Highlights & Insights¶
- Core insight from the loss landscape perspective: The transferability problem is reframed as a loss landscape smoothness problem; replacing CE with semantic loss directly addresses this. This perspective generalizes to all research on adversarial transferability.
- Transformation invariance = model invariance: Applying random input-side transformations encourages the perturbation to learn high-level semantic features rather than low-level pixel patterns. High-level features are shared across models—this also explains why human-designed text images (FigStep) exhibit cross-model effectiveness.
- Challenges the "multi-surrogate" assumption: Prior work assumed that cross-model transfer requires ensembling multiple surrogate models; UltraBreak demonstrates that a single surrogate with the correct loss function suffices.
Limitations & Future Work¶
- Limited effectiveness against highly secure models: Claude-3-haiku achieves only 16% ASR, indicating that strongly aligned models remain robust.
- White-box surrogate dependency: A white-box open-source VLM is still required for gradient-based optimization.
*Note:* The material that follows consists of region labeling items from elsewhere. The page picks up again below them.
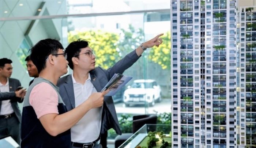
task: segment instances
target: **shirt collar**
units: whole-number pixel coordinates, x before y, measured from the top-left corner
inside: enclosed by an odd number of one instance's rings
[[[79,83],[76,82],[76,80],[75,79],[75,78],[74,78],[74,75],[73,75],[73,73],[72,73],[71,75],[71,77],[72,77],[72,81],[73,81],[73,84],[80,84]],[[87,80],[86,80],[86,81],[91,81],[91,76],[90,75],[90,73],[88,74],[88,78],[87,79]]]
[[[6,83],[6,84],[5,84],[5,85],[3,85],[2,83],[1,83],[1,82],[0,82],[0,86],[4,86],[7,85],[9,85],[9,78],[7,79],[7,82]]]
- Defense directions: The paper exposes VLM vulnerability to transformation-invariant visual features, suggesting detection/defense strategies such as identifying text-like adversarial structures within images.
- Connection to GuardAlign: UltraBreak's visual attack and GuardAlign's OT-based safety detection represent a direct adversarial pairing.
Related Work & Insights¶
- vs. FigStep: FigStep manually crafts a separate image per target (one image per goal); UltraBreak automatically optimizes a single universal image, achieving higher ASR.
- vs. UMK/VAJM: These gradient-based methods use CE loss and severely overfit to the white-box surrogate; UltraBreak's semantic loss fundamentally resolves this issue.
- vs. text-side jailbreaks (GCG, etc.): UltraBreak operates in the visual modality, orthogonal to text-based attacks, and the two can be combined.
Rating¶
- Novelty: ⭐⭐⭐⭐⭐ The combination of loss landscape perspective, semantic loss, and transformation invariance is elegantly designed.
- Experimental Thoroughness: ⭐⭐⭐⭐⭐ Covers 6+ open-source models, 3 commercial models, 3 benchmarks, and comprehensive ablations.
- Writing Quality: ⭐⭐⭐⭐ Technical details are clear; ablation and visualization analyses are thorough.
- Value: ⭐⭐⭐⭐⭐ Reveals fundamental vulnerabilities in VLM safety with important implications for defense research.